America's weapon of choice against terror? Courtesy Time.com
Khalid Sheikh Mohammed, al Qaeda mastermind, has become the center of controversy about America’s new, clean, transparent and constitutional approach to the “war on terror,” – or “struggle against violent extremism,” as the speech re-branded it. However much credit Obama deserves for closing Guantanamo, American policy has yet to properly integrate law and strategy into a coherent approach for combating terrorism. As Ross Douthat points out, the US government since 2001 has retained the right to assassinate KSM and men like him. The new administration has not changed that view (indeed Obama outdid McCain in his zeal for drone strikes), but instead added a corollary that after capture, KSM was no longer a high-value target subject to airborne obliteration, but in possession of full constitutional rights.
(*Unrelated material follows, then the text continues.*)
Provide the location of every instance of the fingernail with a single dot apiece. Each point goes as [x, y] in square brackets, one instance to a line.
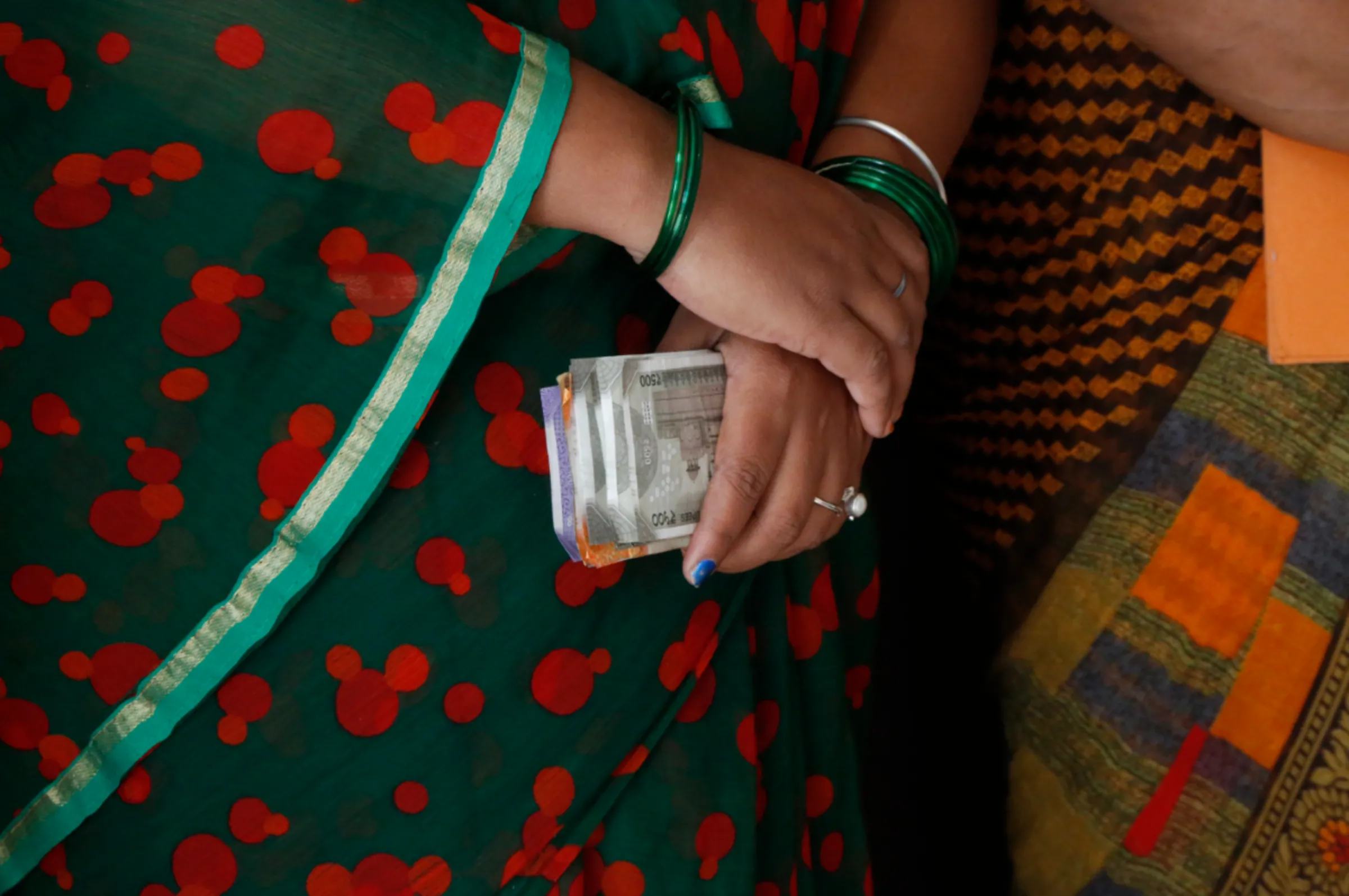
[700, 573]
There are arguments against either of these views, but haphazardly combining both exposes our disjointed policy.
The case against KSM cannot fail. The President would not have permitted trying him in New York otherwise; no judge or jury will permit anything but ‘guilty’ regardless. The result: the tacit or explicit sanctioning of torture, detention, rendition, and warrantless surveillance into American law, and the ad hoc use of intelligence as evidence. Reports of abuse and expansion at Bagram demonstrate that while Guantanamo may close, the need for facilities like it persists. The reality is that neither the Geneva Convention nor US law will bear the legal and political burdens we now place upon them.
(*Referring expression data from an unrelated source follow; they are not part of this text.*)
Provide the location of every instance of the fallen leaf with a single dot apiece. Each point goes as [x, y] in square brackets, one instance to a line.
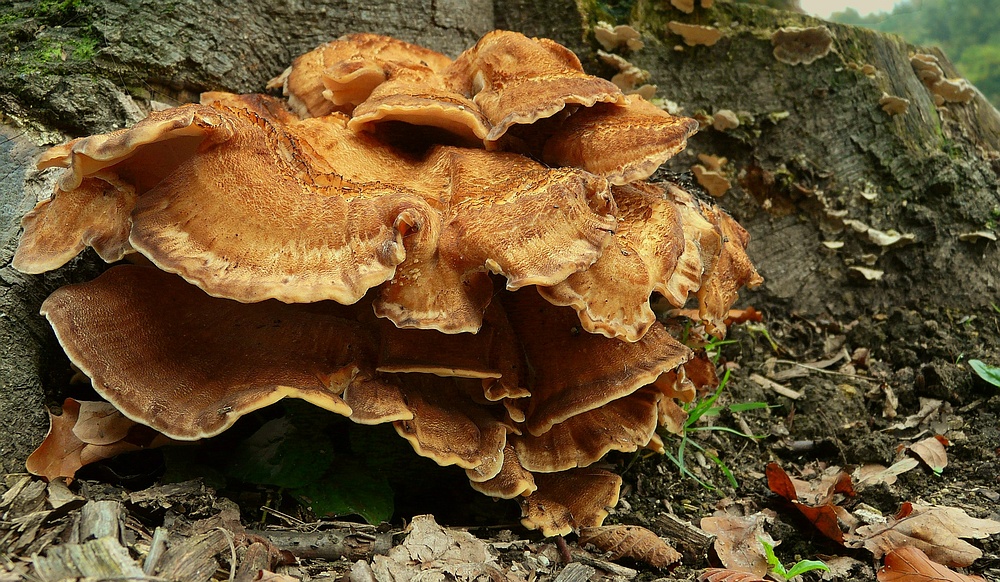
[931, 451]
[935, 529]
[431, 552]
[630, 541]
[737, 541]
[909, 564]
[825, 516]
[727, 575]
[268, 576]
[64, 450]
The result, rather than alterations to American law or working to establish new international norms and treaties to effectively combat terrorism, has been dissonance between law and strategy. Law enforcement agencies do not assassinate or practice counterinsurgency, but we expect the military and CIA to act as policemen once they’ve decided to capture instead of kill. We should not return to the Bush policy of ignoring or misusing law, but to continue the “war on terror” with the assumption that today’s laws will do – and they will not as far as they concern men like KSM – and be satisfied with that is dangerous. It is better for rule of law and American legitimacy that we find a way to bring more transparency and accountability to our current strategy than it is to proclaim these values without changing policy.
We are expanding drone strikes in Pakistan, but we have ignored the legal framework which should legitimize this strategy. Our simultaneous inisistence on a “lawful” fight against terrorism and our strategic emphasis on extrajudicial killings will undermine the credibility of the former and the efficacy of the latter. We cannot seek legitimacy while conducting actions widely considered illegal unless we create legal space for them. It is time to start asking hard questions about domestic and international law and how they must be changed to accommodate the vital interest in combating terror Obama has affirmed.
I agree wholeheartedly. There needs to be substantive effort by congress to change the legal framework that deals with terrorism. Unfortunately, congress won’t touch the issue with a ten-foot pole. There is no domestic political upside to reworking the legal framework for terrorism. Some sort of international framework needs to be established too. Here the initiative lies with the President. He will never push for reform, because the gray-areas in which the Intelligence community and to a lesser-extent the military now operate give them flexibility. Flexibility to deal with terrorists however they please. The legal framework is needed, but I see it as unlikely to actually happen anytime soon.
Agreed on the lack of domestic upside… But we’re holding politicians to a ridiculous double standard by which we want them to conduct the war on terror lawfully, but then expect them to do whatever necessary to prevent another 9/11 and destroy al Qaeda… If we were willing to change or amend our laws, both tasks would be much easier.